New Grandparent Visitation Case: Fit Parents’ Wishes Must be Given Deference

New Grandparent Visitation Case: Fit Parents’ Wishes Must be Given Deference

Last week the Kentucky Court of Appeals issued a flurry of reported cases.  Among them was a case that further clarified the manner in which grandparent visitation cases must be presented to the family court.  In Waddle v. Waddle the mother was granted sole custody of the parties’ minor son in part because the father was incarcerated.  The paternal grandparents filed both a separate action for grandparent visitation and also to intervene in the divorce.  Over the course of much legal wrangling, and over the strenuous objection of the mother, the grandparents were granted standard visitation (essentially alternating weekends) with the minor child.
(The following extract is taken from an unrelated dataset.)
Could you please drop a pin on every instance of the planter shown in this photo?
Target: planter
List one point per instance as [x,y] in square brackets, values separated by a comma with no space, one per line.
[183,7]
The Court of Appeals reversed the trial court’s decision.  In its ruling, the court of appeals does a good job of summarizing the current state of the law in the Commonwealth on grandparent visitation.  First the court points out that Kentucky does have a statute recognizing grandparent visitation, but notes that the statute has been impacted by the constitutional determinations of the United States Supreme Court in Troxel v. Granville.  In Troxel, the U.S. Supreme Court said that fit parents have a constitutionally protected right to raise their children as they see fit.  This includes prohibiting the chid’s contact with certain people.  This case established that a fit parent acts in the best interests of the child.  In Walker v. Blair, the Commonwealth adopted a similar rule when it said a “court must presume that a fit parent is making decisions that are in the child’s best interest.”  In order for a grandparent to rebut this presumption, the grandparent must establish by clear and convincing evidence (a fairly high standard to meet), that grandparent visitation is in the child’s best interests.  This means that the grandparent must prove that the parent’s decision to deny visitation is clearly wrong and not in the child’s best interests.  If the grandparent fails to present such evidence to the court, then parental opposition alone is sufficient to deny the grandparent visitation.

Ultimately, in Waddle the Court of Appeals determined that the trial court had failed to make sufficient findings of fact to show that the grandparents had carried their burden of rebutting the presumption that the mother was acting in the best interests of the child.  This decision illustrates that while grandparent rights are still alive in Kentucky, they are difficult to establish in a court of law.